# pics



## ms32462 (Jan 5, 2013)

tell me what u see and how im doing just by pics if u have any suggestions


----------



## Pantherlikher (Jan 5, 2013)

Hi...
First... back up and use the zoom feature on the camera. It lets the camera see what it's trying to focus on.
second and most important... What are you doing?
Good explanations of what you started with and what we're looking at are always great for letting others take an educated guess at what's what.
To me, looks like you might be ?... I donno... I can't even guess as to what you are disolving, or trying to. 

BS.
Sometimes a picture does NOT say a thousand words...


----------



## freechemist (Jan 5, 2013)

Hi ms32462,

What I see most accurately from your picture-series are a few nicely aged and dried autumn leaves (nearly sharp enough) under what seems to be a wooden benchtop.
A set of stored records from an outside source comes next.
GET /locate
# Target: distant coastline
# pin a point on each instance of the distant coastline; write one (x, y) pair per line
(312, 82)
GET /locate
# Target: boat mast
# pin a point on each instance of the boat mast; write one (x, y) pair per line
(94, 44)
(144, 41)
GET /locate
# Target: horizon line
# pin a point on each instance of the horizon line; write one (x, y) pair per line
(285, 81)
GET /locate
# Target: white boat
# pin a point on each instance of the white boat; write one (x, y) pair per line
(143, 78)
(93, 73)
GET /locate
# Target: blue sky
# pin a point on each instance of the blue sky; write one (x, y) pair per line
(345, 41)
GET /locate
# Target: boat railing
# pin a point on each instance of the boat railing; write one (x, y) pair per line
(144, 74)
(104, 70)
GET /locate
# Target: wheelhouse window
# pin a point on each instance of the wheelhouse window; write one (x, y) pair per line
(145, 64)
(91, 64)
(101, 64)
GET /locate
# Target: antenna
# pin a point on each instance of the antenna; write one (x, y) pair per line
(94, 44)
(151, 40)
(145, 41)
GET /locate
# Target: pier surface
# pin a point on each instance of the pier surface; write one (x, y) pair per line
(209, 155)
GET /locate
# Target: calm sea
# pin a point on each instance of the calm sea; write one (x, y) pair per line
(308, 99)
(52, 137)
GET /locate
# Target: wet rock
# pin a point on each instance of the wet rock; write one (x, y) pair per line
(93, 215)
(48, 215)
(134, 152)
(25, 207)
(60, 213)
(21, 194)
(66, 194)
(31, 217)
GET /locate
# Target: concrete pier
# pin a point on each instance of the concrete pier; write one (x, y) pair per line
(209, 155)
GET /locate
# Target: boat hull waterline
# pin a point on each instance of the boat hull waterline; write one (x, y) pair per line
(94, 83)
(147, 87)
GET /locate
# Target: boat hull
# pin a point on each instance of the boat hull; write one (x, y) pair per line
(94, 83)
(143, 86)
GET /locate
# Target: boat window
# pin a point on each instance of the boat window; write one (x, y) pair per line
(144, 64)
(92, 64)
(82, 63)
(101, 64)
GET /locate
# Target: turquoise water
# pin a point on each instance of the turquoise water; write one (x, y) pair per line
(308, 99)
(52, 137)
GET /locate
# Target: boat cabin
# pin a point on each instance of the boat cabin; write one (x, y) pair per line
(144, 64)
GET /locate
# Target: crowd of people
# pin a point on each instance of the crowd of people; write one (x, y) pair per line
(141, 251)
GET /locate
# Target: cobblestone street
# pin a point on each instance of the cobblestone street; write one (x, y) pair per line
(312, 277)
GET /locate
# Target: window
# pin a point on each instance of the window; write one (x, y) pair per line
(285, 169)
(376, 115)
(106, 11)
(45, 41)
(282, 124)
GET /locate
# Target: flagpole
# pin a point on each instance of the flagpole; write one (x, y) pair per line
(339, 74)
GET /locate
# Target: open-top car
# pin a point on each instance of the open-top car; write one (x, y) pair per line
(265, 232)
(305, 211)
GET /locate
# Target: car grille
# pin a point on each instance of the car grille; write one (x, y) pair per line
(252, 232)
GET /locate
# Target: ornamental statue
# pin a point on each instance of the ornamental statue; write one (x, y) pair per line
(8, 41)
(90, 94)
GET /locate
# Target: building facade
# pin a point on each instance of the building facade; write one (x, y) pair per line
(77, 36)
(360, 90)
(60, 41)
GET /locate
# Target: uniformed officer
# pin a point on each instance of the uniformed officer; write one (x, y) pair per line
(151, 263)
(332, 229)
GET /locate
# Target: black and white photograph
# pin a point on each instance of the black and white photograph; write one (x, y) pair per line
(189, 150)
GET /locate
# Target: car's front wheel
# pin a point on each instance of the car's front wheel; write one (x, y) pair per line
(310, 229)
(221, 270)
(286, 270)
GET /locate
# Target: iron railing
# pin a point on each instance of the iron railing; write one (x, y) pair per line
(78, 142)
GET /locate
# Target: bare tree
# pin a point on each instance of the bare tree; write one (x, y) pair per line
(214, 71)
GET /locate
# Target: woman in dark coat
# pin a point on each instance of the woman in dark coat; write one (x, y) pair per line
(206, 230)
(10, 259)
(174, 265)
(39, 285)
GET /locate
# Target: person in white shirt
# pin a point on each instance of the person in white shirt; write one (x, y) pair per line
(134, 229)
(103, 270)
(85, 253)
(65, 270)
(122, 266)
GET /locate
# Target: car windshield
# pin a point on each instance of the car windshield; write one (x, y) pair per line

Thus, my suggestions:

1.) Please give a short explanation of what you did / the pictures should illustrate.
2.) Take a new series of pictures, - and now, much sharper, - and repost them, using e.g. kadrivers pictures as a benchmark to orient yourself upon.

Regards, freechemist


----------



## tek4g63 (Jan 5, 2013)

I like this. Its like a guessing game.

OK my guess is; Your processing monolithic capacitors. And you would like input about the test swab coloration.

Did I win? :mrgreen:


----------



## jimdoc (Jan 5, 2013)

Looks like catalytic converter beads.


----------



## patnor1011 (Jan 5, 2013)

I see unfinished glass of beer, coffee with some granules in there and you just cleaned your ears. :mrgreen:


----------



## Anonymous (Jan 6, 2013)

patnor1011 said:


> I see unfinished glass of beer, coffee with some granules in there and you just cleaned your ears. :mrgreen:



I must be a little sicker in the head Pat, because I saw some pretty narsty urine samples. He should go to the Docs :shock:


----------



## freechemist (Jan 6, 2013)

In my much less decent view, than patnor1011's, I see a finished glass of beer, already being gone the way of it's natural human metabolism.


----------



## NoIdea (Jan 6, 2013)

freechemist said:


> In my much less decent view, than patnor1011's, I see a finished glass of beer, already being gone the way of it's natural human metabolism.



looking at the colour, i would say a whole lotta beer and its the day after, at least its clear :lol:


----------